O acompanhamento das sucessivas edições do PISA tem a virtude de nos ensinar, de facto, a evitar leituras simplistas, em muitos casos a raiar o maniqueísmo, que estabelecem correlações lineares e absolutas entre medidas de política educativa e resultados. Uma opção que não se compadece com a multiplicidade de fatores, contextos, tempos e mudanças. As medidas de política educativa contam, claro. Mas não são delimitáveis, para efeito de análise de resultados, no quadro temporal de cada legislatura.

Os resultados de Portugal no PISA 2015 foram o produto de muitos anos de investimento na educação, entre os quais se pode, brevemente, assinalar: a expansão da educação pré-escolar; a consolidação da escolarização universal no ensino básico e a redução continuada do abandono escolar; o reforço da ação social escolar e de outros mecanismos destinados a permitir que alunos de meios mais desfavorecidos permanecessem no sistema; e o aumento geral das qualificações dos professores e da capacidade das escolas para trabalhar com uma população escolar progressivamente mais ampla e heterogénea.

A geração avaliada pelo PISA em 2015, nascida aproximadamente em 1999-2000, percorreu praticamente toda a sua escolaridade durante um período de forte intervenção nas políticas educativas. Quando chegou ao 1.º ciclo, estava em curso a reorganização da rede de escolas, com o encerramento de muitas pequenas escolas isoladas, a criação de centros escolares e o alargamento da chamada «escola a tempo inteiro». A partir de 2006, essa geração foi também abrangida pelo Plano Nacional de Leitura e pelo Plano de Ação para a Matemática, medidas que procuravam atuar diretamente sobre aprendizagens fundamentais e que acompanhavam os alunos durante vários anos, em vez de constituírem intervenções pontuais.

Ao mesmo tempo, reforçaram-se políticas dirigidas às escolas e aos alunos em contextos mais difíceis, designadamente através dos Territórios Educativos de Intervenção Prioritária (TEIP), e foram desenvolvidos mecanismos de apoio ao sucesso e de combate ao abandono. A expansão das vias profissionalizantes e, mais tarde, o alargamento da escolaridade obrigatória para 12 anos, em 2009, contribuíram também para alterar a relação do sistema com os alunos que anteriormente tenderiam a abandoná-lo mais cedo. Este aspeto é particularmente importante: a melhoria dos resultados médios ocorreu ao mesmo tempo que Portugal conseguia manter na escola uma proporção muito maior dos jovens de 15 anos, incluindo alunos provenientes de grupos que anteriormente tinham maior probabilidade de já não se encontrarem no sistema educativo.

Houve ainda um investimento significativo nas próprias condições de funcionamento das escolas: modernização de instalações, equipamento tecnológico, avaliação externa das escolas, maior produção e utilização de informação sobre resultados e uma presença crescente da avaliação das aprendizagens ao longo do percurso escolar.
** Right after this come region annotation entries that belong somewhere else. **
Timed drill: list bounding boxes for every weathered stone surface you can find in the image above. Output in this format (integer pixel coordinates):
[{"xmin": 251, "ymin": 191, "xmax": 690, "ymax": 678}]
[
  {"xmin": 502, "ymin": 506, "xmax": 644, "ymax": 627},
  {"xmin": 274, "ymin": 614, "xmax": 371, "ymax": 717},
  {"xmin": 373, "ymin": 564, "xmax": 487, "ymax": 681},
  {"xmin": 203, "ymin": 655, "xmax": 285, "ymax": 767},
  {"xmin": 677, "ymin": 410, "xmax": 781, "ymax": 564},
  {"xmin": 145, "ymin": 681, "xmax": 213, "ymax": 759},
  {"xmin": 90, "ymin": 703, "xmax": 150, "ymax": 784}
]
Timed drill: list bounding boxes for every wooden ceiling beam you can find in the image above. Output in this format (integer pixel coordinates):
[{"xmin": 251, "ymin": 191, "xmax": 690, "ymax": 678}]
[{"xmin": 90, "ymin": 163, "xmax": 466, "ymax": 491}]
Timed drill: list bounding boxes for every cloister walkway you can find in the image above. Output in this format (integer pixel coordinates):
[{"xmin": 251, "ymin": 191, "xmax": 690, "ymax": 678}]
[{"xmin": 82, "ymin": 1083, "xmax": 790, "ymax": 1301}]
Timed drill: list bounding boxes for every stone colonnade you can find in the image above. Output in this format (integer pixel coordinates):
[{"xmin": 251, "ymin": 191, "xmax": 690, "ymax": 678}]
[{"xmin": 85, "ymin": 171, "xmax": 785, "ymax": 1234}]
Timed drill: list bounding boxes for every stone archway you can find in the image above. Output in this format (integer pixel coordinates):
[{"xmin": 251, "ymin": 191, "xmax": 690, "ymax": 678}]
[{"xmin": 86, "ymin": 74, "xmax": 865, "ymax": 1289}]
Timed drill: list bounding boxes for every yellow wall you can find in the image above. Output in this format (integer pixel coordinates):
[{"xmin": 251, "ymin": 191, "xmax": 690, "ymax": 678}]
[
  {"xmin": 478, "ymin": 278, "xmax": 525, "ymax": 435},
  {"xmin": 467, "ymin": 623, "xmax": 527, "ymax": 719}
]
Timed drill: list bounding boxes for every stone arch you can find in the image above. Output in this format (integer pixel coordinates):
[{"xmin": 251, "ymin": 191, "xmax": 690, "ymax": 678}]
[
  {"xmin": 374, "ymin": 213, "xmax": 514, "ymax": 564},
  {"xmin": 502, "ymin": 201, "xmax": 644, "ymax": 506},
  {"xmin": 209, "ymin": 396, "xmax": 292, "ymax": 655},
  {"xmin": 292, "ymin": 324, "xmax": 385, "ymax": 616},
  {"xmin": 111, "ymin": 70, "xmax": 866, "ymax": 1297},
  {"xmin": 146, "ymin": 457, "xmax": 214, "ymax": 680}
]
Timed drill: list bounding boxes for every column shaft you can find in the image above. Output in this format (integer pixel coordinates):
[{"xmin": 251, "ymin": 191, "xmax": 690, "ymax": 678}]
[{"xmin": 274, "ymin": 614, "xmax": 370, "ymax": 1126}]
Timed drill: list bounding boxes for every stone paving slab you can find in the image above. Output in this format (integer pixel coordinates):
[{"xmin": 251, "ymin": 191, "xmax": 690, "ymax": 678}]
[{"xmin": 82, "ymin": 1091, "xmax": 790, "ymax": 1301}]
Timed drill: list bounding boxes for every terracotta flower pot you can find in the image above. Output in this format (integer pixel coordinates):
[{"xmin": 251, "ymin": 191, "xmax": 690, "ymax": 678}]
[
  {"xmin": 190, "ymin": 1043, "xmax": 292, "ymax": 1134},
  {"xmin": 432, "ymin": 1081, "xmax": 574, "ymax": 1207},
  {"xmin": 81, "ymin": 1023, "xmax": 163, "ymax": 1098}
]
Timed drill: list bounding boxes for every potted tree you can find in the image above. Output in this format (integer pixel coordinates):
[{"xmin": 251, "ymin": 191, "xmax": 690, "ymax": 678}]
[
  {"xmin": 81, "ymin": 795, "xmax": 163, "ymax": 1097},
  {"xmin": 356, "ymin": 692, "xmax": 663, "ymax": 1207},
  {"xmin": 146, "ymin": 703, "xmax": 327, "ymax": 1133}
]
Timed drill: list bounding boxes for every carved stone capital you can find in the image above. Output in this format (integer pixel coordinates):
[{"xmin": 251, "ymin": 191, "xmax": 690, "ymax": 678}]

Nenhuma destas medidas, tomada isoladamente, permite explicar uma determinada subida no PISA. O que importa é o efeito cumulativo: os alunos avaliados em 2015 tinham beneficiado, desde a infância, de uma sucessão de políticas que aumentaram o tempo de escolarização, melhoraram condições de aprendizagem, concentraram recursos em dificuldades identificadas e elevaram as expectativas quanto ao que a escola deveria conseguir ensinar a todos.

É por isso pouco plausível interpretar o máximo alcançado por Portugal em 2015 como resultado de uma decisão governativa recente ou de uma reforma particular. O PISA avalia aos 15 anos competências que se formaram durante muitos anos. Os resultados de 2015 devem ser lidos, antes, como a manifestação tardia de uma acumulação de políticas e investimentos de longo prazo, realizados por governos diferentes e em momentos diferentes, que foram atingindo sucessivamente a mesma geração ao longo do seu percurso educativo.
E isso é o que nos deve guiar. É a essa perspetiva de longo prazo, focando-nos no fundamental, que temos de regressar. Coletivamente.

(Texto distribuído na conferência de imprensa do Partido Socialista, 09-09-2026.)